Sadly though the bizarreness did not continue onto the next talk. ZeroMQ: Supercharged Sockets by Rick Olson did not feature dancing Octocats doing a musical number.
The rest of the talks for the day were mainly technical and covered topics ranging from Garbage Collection & JRuby to Erlang. There were also the usual set of lightning talks which provide a cool platform for attendees to pitch their problems, thoughts and products.
The second day pretty much followed the format of the first.
The second keynote was provided by Geoffrey Grosenbach, in which he discussed how people can learn from watching other developers code. I had heard this argument presented before, but watching someone like Geoffrey present a well-formed argument on its merits is a whole different experience. It was one of those talks were if it was the only talk in the conference, I would gladly still have paid for it.
My only criticism of the second day was that the ending felt a bit lacklustre. The previous year in Berlin there was a singalong to Ruby which was amazing. Nothing in the ending this year could compare to that.
##Enough of the talks…
Well a conference is more than talking to people all day. What else could a participant do?
On both days there were no problems with refreshments. Tea & Coffee were provided by an excellent team. If you really wanted a break you could simply pop out to one of the numerous restaurants near the venue.
This year there were around ~600 attendees, and although the cinema screen was impressive the room was basically packed for most of the more interesting talks.
Interestingly one of organisers created a mini-game whereby a participant could scan their RFID-enabled identity badge over one of 6 white boxes spread around the venue to “check-in”. Prizes were awarded to those dedicated enough to check-in. I felt this was a rather ingenious idea, which added a cool element to the conference.
Also of help was a Euruko Mobile App which provided a neat summary of the events and even push notifications! I’m now convinced that every conference should have an app.
On both days there were events afterwards to go to.

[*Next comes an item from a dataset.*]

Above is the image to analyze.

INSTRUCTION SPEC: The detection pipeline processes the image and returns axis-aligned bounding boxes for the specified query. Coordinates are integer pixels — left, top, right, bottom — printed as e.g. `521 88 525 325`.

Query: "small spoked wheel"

The first was at Club Home, which was not far from the venue. It opened its doors a bit later than expected, so people were stood around for a while. The club itself I could only describe as a double layered sardine can, as in it was so small and packed I could hardly see where I was going. For those used to nightclubs, i’m sure it was great. Still, free drinks were provided so it wasn’t all that bad.
The second was at Roest, which seemed like the most difficult place to find in Amsterdam. After tagging along with some Euruko attendees who happened to be passing by the central station, we walked for what seemed like hours until we stumbled across a locked gate across the canal, which stood between us and the venue. There were no tricks this time, we had to walk right around. After what seemed like an eternity, we finally arrived.
In terms of aesthetics, it was way cooler and quirkier than Club Home. It was basically a warehouse stuck in the middle of a sandpit next to the canals. I almost thought I stumbled across a real-life Gary’s Mod map, as there were bizarrely placed props everywhere. Free drinks were again provided.
So really, was it really worth attending Euruko 2012? Yes, absolutely. It’s a great magnet for ruby developers. It also doesn’t fall into the trap of being a conference where everyone just strictly talks about Ruby all day, so it actually has some much-appreciated depth to it.
Bring on Euruko 2013 in Athens!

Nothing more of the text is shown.